Es gibt aber Grenzen: Wenn der Wind zum Beispiel derart durch eure einfach verglasten Fenster durchpfeift, dass das kaum mehr zumutbar ist, dann erfüllen die Fenster nicht mehr ihre Funktion. Dann muss der Vermieter sie austauschen, weil es sich um einen Verlust von Wohnqualität handelt.

"Dazu den vertragsmäßigen Zustand wiederherzustellen, ist der Vermieter verpflichtet."
Nico Rau, Deutschlandfunk Nova

In diesem Fall ist das dann auch keine Modernisierung, sondern eine Instandsetzung: Dazu den vertragsmäßigen Zustand wiederherzustellen, ist der Vermieter verpflichtet. Allerdings reicht es auch, wenn er dann erneut einfach verglaste Fenster einbaut.

Keine "nachhaltigen baulichen Veränderungen"

Was ich in meiner Mietwohnung selbst alles verändern darf, lässt sich – wie oft im Mietrecht – pauschal nicht beantworten. Grobe Faustregel: Erlaubt ist alles, was keine "nachhaltige bauliche Veränderung" ist.

"Man darf alles machen, was keine nachhaltige bauliche Veränderung ist."
Andre Juffern, Anwalt und Geschäftsführer des Deutschen Mieterbunds NRW

Das Problem dabei: Eine einheitliche Linie gibt es dabei nicht, sagt Andre Juffern. Verschiedene Gerichte hätten das schon sehr unterschiedlich interpretiert. Beispiel: das Anbringen einer Isolierung hinter den Heizkörpern. Einige Gerichte hätten das bereits als bauliche Veränderung angesehen, andere nicht.

Gerichte legen Rechtslage unterschiedlich aus

Den Tipp liest man immer wieder im Netz: Bei Heizkörpern, die in einer Nische zur Außenwand platziert sind, soll man eine Dämmplatte an die Wand kleben, weil sonst einfach sehr viel Wärme nach draußen verloren geht. Ein Problem bringt das Ganze aber auch mit sich: Durch die Isolierung kann sich der Taupunkt der Wand verschieben – Wasser kann auf der Wand kondensieren und so kann dann Schimmel entstehen.

Erlaubte Maßnahmen mit Effekt

Bleiben wir bei den zugigen Fenstern. Was ihr ohne Probleme machen könnt: Dichtungsbänder im Baumarkt kaufen und über die alten Gummidichtungen kleben. Kostet nur ein paar Euro. Auch Isolierfolie könnt ihr auf die Scheibe kleben – ein bisschen wirkt diese dann wie eine zweite Scheibe, denn dahinter entsteht ein dämmendes Luftpolster. Die Kosten liegen je nach Fenstergröße zwischen 10 und 15 Euro.

Bei einer zugigen Haustür könnt ihr Bürstendichtungen darunter kleben

Und was generell richtig viel bringt, findet unser Reporter Nico Rau: programmierbare Thermostate, mit denen sich die Temperatur für Wohnzimmer, Schlafzimmer & Co. präzise und zeitgesteuert einstellen lässt.

Solaranlage: Dach oder Balkon?

Der Strom ist gerade teuer. Eine Solaranlage aufs Dach setzen darf aber nur der Vermieter.

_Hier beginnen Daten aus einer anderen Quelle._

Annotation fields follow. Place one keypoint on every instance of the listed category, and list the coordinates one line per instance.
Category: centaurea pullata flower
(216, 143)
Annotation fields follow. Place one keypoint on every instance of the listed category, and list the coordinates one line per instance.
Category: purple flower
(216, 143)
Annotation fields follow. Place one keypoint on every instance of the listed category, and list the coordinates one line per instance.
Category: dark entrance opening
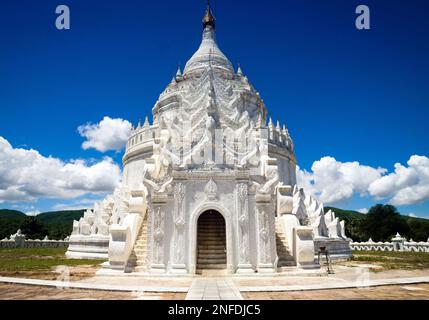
(211, 242)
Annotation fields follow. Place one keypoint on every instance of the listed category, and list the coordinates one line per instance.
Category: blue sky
(356, 96)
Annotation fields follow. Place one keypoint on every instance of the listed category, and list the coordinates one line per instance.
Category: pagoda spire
(209, 19)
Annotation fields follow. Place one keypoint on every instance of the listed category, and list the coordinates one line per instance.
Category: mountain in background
(59, 224)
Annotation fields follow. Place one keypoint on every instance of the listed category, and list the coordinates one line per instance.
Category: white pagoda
(209, 185)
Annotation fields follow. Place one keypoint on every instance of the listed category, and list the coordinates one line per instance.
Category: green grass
(393, 260)
(38, 259)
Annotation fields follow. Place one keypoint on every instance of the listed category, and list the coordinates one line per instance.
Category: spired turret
(208, 184)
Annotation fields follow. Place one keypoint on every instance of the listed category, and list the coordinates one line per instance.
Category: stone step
(211, 241)
(212, 272)
(140, 269)
(212, 253)
(211, 266)
(211, 247)
(202, 262)
(212, 233)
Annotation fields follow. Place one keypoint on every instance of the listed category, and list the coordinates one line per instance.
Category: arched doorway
(211, 242)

Es gibt so genannte Mieterstrom-Modelle: Der Vermieter setzt die Solaranlage aufs Dach und verkauft den Strom dann an die Mieter.

"Der Solarstrom vom eigenen Dach ist besonders günstig, weil keine Netzentgelte anfallen und keine Stromsteuer."
Nico Rau, Deutschlandfunk Nova

Um seine Investition in die erneuerbare Energieversorgung zu belohnen, bekommt der Vermieter vom Staat einen Zuschlag von einigen Cent pro Kilowattstunde. Und die Mietenden haben auch etwas davon: Der Solarstrom vom eigenen Dach ist besonders günstig, weil keine Netzentgelte anfallen und keine Stromsteuer.

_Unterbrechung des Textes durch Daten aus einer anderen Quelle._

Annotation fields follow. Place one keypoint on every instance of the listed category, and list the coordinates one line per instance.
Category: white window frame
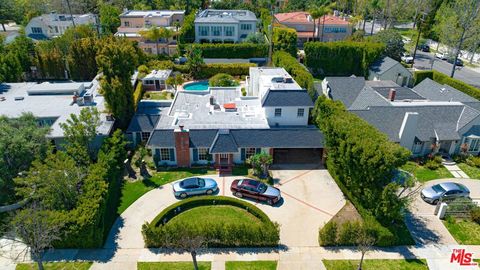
(278, 112)
(203, 154)
(165, 154)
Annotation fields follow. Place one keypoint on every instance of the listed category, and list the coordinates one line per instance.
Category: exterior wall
(289, 116)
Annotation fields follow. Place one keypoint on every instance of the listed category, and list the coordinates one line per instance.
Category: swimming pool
(196, 86)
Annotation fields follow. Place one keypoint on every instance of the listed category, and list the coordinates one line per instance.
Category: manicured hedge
(298, 72)
(215, 232)
(237, 50)
(441, 78)
(341, 58)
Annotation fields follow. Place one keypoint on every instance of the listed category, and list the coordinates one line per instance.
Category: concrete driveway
(427, 228)
(310, 199)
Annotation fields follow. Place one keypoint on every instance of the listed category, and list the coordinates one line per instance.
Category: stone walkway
(456, 171)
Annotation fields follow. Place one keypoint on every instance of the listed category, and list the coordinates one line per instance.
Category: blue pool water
(196, 86)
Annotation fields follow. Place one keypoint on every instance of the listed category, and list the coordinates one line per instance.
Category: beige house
(134, 21)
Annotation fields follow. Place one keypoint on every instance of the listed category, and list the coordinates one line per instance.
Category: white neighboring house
(53, 25)
(214, 25)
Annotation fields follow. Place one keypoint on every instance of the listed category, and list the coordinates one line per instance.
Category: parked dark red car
(256, 190)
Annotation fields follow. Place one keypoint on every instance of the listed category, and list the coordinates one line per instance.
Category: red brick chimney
(182, 147)
(391, 94)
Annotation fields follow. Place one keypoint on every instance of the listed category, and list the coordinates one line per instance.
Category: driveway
(310, 199)
(424, 226)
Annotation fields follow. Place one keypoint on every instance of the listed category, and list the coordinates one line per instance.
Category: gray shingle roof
(382, 65)
(224, 143)
(345, 89)
(143, 123)
(287, 98)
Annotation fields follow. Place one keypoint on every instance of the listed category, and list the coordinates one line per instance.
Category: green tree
(54, 182)
(394, 46)
(109, 18)
(80, 132)
(21, 142)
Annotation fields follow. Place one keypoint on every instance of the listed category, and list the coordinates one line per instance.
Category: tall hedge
(298, 72)
(285, 39)
(238, 50)
(362, 158)
(341, 58)
(441, 78)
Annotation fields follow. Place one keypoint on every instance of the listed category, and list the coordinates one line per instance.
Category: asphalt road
(465, 74)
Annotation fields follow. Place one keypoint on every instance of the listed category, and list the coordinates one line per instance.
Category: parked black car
(425, 48)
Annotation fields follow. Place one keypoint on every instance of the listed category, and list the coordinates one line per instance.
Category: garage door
(297, 156)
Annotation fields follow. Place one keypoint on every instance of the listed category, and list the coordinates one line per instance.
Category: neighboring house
(387, 69)
(134, 21)
(429, 118)
(212, 25)
(301, 21)
(156, 80)
(53, 103)
(53, 25)
(221, 127)
(334, 28)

Dem Vermieter ein solches Modell vorzuschlagen, ist nicht verboten. Der Haus- bzw. Wohnungseigentümer kann dann ein Unternehmen damit beauftragen, das darauf spezialisiert ist. Die neue Bundesregierung will das Ganze verstärkt fördern.

Solarstrom aus der Steckdose

Solaranlagen für den Balkon gibt es auch, sie heißen "Stecker-Solargerät“ und funktionieren denkbar simpel: Einfach den Stecker in die Steckdose rein und dann fließt der Strom in den Stromkreislauf der Wohnung und wird von den Geräten verbraucht.

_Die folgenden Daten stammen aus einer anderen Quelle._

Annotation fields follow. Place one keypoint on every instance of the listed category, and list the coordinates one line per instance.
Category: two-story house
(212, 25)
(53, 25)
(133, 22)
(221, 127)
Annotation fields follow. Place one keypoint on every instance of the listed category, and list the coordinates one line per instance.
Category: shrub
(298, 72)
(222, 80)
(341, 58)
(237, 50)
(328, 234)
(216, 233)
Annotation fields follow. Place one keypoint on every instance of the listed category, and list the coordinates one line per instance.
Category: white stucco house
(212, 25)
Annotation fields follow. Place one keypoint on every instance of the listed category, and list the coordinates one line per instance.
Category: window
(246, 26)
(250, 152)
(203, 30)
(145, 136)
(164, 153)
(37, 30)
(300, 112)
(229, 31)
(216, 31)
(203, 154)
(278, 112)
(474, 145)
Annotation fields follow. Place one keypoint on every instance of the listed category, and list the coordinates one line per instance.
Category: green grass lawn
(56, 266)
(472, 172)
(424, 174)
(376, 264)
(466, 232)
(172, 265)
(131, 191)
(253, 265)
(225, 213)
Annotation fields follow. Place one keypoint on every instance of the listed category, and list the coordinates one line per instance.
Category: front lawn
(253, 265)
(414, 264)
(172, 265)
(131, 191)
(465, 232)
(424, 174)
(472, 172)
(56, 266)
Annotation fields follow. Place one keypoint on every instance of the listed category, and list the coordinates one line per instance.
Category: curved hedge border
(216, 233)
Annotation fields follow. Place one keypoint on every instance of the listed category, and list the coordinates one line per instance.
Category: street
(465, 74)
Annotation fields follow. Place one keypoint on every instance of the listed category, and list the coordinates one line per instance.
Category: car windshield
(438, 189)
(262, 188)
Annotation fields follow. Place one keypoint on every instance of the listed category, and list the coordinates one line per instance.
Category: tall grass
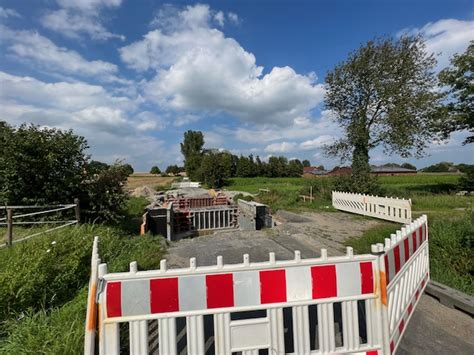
(43, 285)
(451, 243)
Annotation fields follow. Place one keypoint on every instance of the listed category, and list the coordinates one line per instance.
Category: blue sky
(132, 76)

Die Geräte sind etwa 1 Meter mal 1,70 Meter groß und kosten zwischen 300 und 500 Euro. Pro Jahr produziert ein solches Modul etwa 200 Kilowattstunden Strom, das ist etwa das, was ein Zwei-Personen-Haushalt für Waschmaschine und Kühlschrank verbraucht.

Die Anschaffungskosten hat man in etwa zehn bis zwölf Jahren wieder raus, sagt Nico Rau. Und der Vermieter kann hier gar nichts sagen – es ist ja auch keine bauliche Veränderung.